While some well-known associations between imaging features and certain subtypes of adnexal masses are now confirmed, how might patient management change with the addition of histopathological subtype prediction to the O-RADS MRI risk stratification? First, appreciating papillary projections and assessing the ADC values of solid portions of adnexal masses to differentiate between invasive tumors (exhibiting lower ADC values) and borderline tumors (exhibiting higher ADC values), in addition to the O-RADS score, may alter the surgical staging approach. While hysterectomy and bilateral salpingo-oophorectomy are usually performed during surgical staging procedures of ovarian cancer, the hysterectomy is not mandatory, and a fertility-conserving approach can be offered for the non-invasive borderline tumors—even though the probability of recurrence is higher when one or both of the ovaries remain. Second, the imaging prediction of metastasis rather than a primary invasive ovarian tumor in cases of adnexal masses with a completely solid composition can change patient management and shift the focus from the ovary to the primary tumor. Third, it may be useful to consider indicators of histology in cases of almost certainly benign lesions or low risk lesions (O-RADS category 2 or 3) like cystadenomas, although differences in the therapeutic approach to serous and mucinous tumors are particularly important in relation to the malignant counterparts of these entities, with mucinous tumors typically confined to early stages and showing a low rate of occult lymph node metastasis [8, 9].
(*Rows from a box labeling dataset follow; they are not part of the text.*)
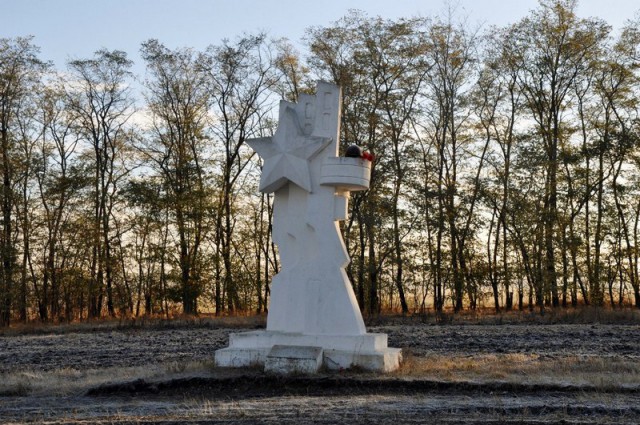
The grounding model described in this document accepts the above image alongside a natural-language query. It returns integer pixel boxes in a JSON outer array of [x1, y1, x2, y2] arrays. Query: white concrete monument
[[215, 82, 402, 373]]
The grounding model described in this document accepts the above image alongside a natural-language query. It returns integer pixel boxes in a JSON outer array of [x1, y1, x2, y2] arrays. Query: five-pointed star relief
[[247, 106, 332, 193]]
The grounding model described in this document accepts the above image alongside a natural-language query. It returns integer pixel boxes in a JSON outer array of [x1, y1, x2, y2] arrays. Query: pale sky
[[0, 0, 640, 73]]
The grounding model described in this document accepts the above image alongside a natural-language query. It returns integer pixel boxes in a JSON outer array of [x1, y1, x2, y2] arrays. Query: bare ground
[[0, 321, 640, 424]]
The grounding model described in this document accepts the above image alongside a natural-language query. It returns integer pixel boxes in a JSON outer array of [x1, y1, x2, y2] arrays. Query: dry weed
[[395, 354, 640, 389]]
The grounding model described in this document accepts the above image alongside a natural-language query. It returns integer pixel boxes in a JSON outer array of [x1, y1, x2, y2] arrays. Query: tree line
[[0, 0, 640, 325]]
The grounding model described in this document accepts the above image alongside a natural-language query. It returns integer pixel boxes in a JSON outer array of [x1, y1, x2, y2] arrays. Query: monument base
[[215, 331, 402, 374]]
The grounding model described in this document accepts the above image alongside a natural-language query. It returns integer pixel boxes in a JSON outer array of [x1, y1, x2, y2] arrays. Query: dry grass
[[0, 359, 214, 397], [0, 314, 267, 336], [395, 354, 640, 389]]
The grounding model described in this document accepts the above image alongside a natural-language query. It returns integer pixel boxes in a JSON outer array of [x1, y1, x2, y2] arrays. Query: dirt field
[[0, 321, 640, 425]]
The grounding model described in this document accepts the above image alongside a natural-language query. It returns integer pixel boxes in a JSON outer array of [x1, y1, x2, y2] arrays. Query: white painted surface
[[216, 82, 400, 371], [264, 345, 322, 375]]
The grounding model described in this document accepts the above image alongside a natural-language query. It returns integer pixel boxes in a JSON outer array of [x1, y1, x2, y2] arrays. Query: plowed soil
[[0, 321, 640, 425]]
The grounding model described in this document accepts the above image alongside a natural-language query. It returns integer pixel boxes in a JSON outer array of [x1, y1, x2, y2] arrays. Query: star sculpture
[[247, 105, 333, 193]]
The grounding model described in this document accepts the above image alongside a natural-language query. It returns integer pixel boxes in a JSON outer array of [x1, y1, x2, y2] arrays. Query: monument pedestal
[[215, 83, 402, 373], [215, 331, 402, 373]]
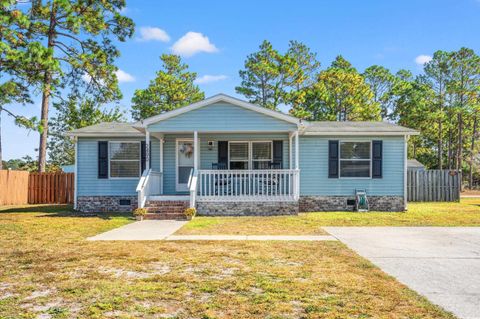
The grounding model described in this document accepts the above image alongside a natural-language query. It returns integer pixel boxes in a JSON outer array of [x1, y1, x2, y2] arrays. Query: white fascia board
[[65, 132, 145, 137], [301, 131, 420, 136], [133, 94, 300, 129]]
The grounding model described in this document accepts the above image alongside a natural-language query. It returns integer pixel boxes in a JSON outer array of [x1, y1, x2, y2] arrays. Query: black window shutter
[[140, 141, 147, 174], [328, 141, 338, 178], [218, 141, 228, 167], [372, 141, 383, 178], [273, 141, 283, 169], [98, 141, 108, 178]]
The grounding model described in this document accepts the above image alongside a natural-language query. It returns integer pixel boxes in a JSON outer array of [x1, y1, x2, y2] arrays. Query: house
[[65, 94, 417, 217], [407, 159, 425, 171]]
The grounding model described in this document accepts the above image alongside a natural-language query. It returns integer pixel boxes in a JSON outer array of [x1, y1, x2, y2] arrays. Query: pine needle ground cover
[[0, 207, 453, 319], [177, 198, 480, 235]]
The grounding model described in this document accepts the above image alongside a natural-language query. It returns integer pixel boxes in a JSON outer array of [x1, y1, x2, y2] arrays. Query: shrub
[[183, 207, 197, 218], [133, 208, 147, 216]]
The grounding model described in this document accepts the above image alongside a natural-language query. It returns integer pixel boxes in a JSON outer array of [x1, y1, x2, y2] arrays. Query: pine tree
[[132, 54, 205, 120]]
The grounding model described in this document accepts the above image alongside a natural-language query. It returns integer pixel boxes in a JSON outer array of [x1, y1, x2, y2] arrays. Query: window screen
[[340, 142, 371, 177], [110, 142, 140, 177], [229, 142, 248, 169]]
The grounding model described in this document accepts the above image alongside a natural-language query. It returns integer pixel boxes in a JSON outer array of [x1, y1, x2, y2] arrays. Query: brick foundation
[[298, 196, 405, 212], [77, 196, 138, 213], [197, 202, 298, 216]]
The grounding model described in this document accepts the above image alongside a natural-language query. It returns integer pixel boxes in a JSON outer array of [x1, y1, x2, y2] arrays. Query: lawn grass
[[0, 207, 453, 319], [177, 198, 480, 235]]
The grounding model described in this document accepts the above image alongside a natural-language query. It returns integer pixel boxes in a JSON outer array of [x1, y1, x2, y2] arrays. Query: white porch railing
[[188, 169, 198, 208], [137, 169, 163, 208], [195, 169, 300, 203]]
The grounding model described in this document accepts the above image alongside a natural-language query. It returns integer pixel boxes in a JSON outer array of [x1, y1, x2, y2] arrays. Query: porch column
[[295, 131, 300, 169], [160, 134, 165, 194], [288, 132, 293, 169], [145, 130, 150, 171], [160, 134, 165, 173], [193, 131, 198, 170]]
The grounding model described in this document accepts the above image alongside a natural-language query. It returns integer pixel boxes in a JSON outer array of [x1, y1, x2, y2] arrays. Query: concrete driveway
[[324, 227, 480, 319]]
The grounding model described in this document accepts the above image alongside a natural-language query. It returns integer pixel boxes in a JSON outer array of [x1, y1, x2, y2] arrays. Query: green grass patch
[[0, 207, 453, 319], [177, 198, 480, 235]]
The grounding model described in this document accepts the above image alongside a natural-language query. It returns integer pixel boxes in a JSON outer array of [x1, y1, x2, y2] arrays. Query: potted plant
[[183, 207, 197, 220], [133, 208, 148, 221]]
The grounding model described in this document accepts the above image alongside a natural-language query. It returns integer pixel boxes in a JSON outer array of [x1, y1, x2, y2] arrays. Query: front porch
[[136, 130, 300, 215]]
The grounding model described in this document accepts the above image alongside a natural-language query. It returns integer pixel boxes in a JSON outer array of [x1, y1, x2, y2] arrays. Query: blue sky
[[2, 0, 480, 160]]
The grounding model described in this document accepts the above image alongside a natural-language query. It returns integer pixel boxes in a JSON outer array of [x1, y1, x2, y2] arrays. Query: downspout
[[403, 135, 408, 210], [73, 136, 78, 210]]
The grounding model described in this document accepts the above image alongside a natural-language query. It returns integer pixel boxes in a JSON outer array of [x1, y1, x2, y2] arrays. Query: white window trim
[[108, 141, 142, 179], [338, 139, 373, 179], [175, 137, 202, 192], [228, 140, 273, 169]]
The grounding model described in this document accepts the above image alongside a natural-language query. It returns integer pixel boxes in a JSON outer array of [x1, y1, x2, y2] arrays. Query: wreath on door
[[180, 144, 193, 158]]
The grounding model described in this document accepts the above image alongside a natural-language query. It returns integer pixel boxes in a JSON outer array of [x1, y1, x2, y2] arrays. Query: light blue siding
[[300, 136, 405, 196], [148, 103, 297, 133], [77, 138, 160, 196], [77, 133, 404, 196], [161, 133, 289, 195]]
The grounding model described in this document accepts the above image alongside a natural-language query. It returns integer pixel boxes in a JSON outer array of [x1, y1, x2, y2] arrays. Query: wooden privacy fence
[[28, 172, 75, 204], [0, 170, 29, 206], [407, 170, 461, 202]]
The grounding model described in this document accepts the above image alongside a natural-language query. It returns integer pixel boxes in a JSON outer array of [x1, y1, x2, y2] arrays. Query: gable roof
[[133, 93, 301, 129], [303, 121, 419, 136], [66, 122, 145, 137]]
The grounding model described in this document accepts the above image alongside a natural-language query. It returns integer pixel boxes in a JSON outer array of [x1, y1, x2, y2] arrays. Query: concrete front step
[[145, 200, 189, 220], [144, 212, 187, 220]]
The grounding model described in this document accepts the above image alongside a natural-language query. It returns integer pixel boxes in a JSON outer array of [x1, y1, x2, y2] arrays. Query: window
[[109, 142, 140, 178], [229, 142, 248, 169], [228, 141, 272, 169], [340, 142, 371, 177], [252, 142, 272, 169]]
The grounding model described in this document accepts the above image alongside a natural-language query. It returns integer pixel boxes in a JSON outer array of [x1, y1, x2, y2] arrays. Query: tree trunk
[[438, 119, 443, 169], [468, 115, 477, 189], [38, 2, 56, 173], [0, 107, 3, 171], [456, 113, 463, 191], [447, 129, 452, 170]]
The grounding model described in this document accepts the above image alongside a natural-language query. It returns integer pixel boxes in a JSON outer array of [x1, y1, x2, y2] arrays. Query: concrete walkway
[[165, 235, 337, 241], [87, 220, 337, 241], [324, 227, 480, 319], [87, 220, 187, 240]]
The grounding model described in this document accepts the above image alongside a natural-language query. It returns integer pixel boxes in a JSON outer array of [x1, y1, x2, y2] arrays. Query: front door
[[176, 140, 194, 192]]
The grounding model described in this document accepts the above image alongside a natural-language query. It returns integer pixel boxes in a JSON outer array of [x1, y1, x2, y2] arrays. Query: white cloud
[[82, 73, 92, 83], [415, 54, 432, 66], [172, 31, 218, 57], [138, 27, 170, 42], [115, 69, 135, 83], [82, 69, 135, 84], [194, 74, 228, 84]]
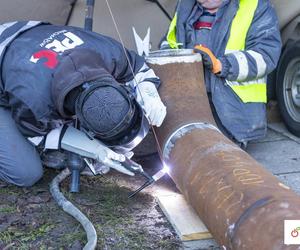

While the combination of the O-RADS MRI score with the data presented by Florin and colleagues may provide guidance for refining the diagnostics of adnexal lesions, future efforts should include validation in larger collectives. Although the cohort studied is not small, some histopathological diagnoses are only represented to a limited extent (e.g., 40 borderline tumors and 35 benign mucinous cystadenomas). Another important future step would be to provide guidance and algorithms for use in clinical practice, which is a major strength of the O-RADS MRI risk stratification system, enabling general radiologists to perform at a level similar to that of subspecialty radiologists [3].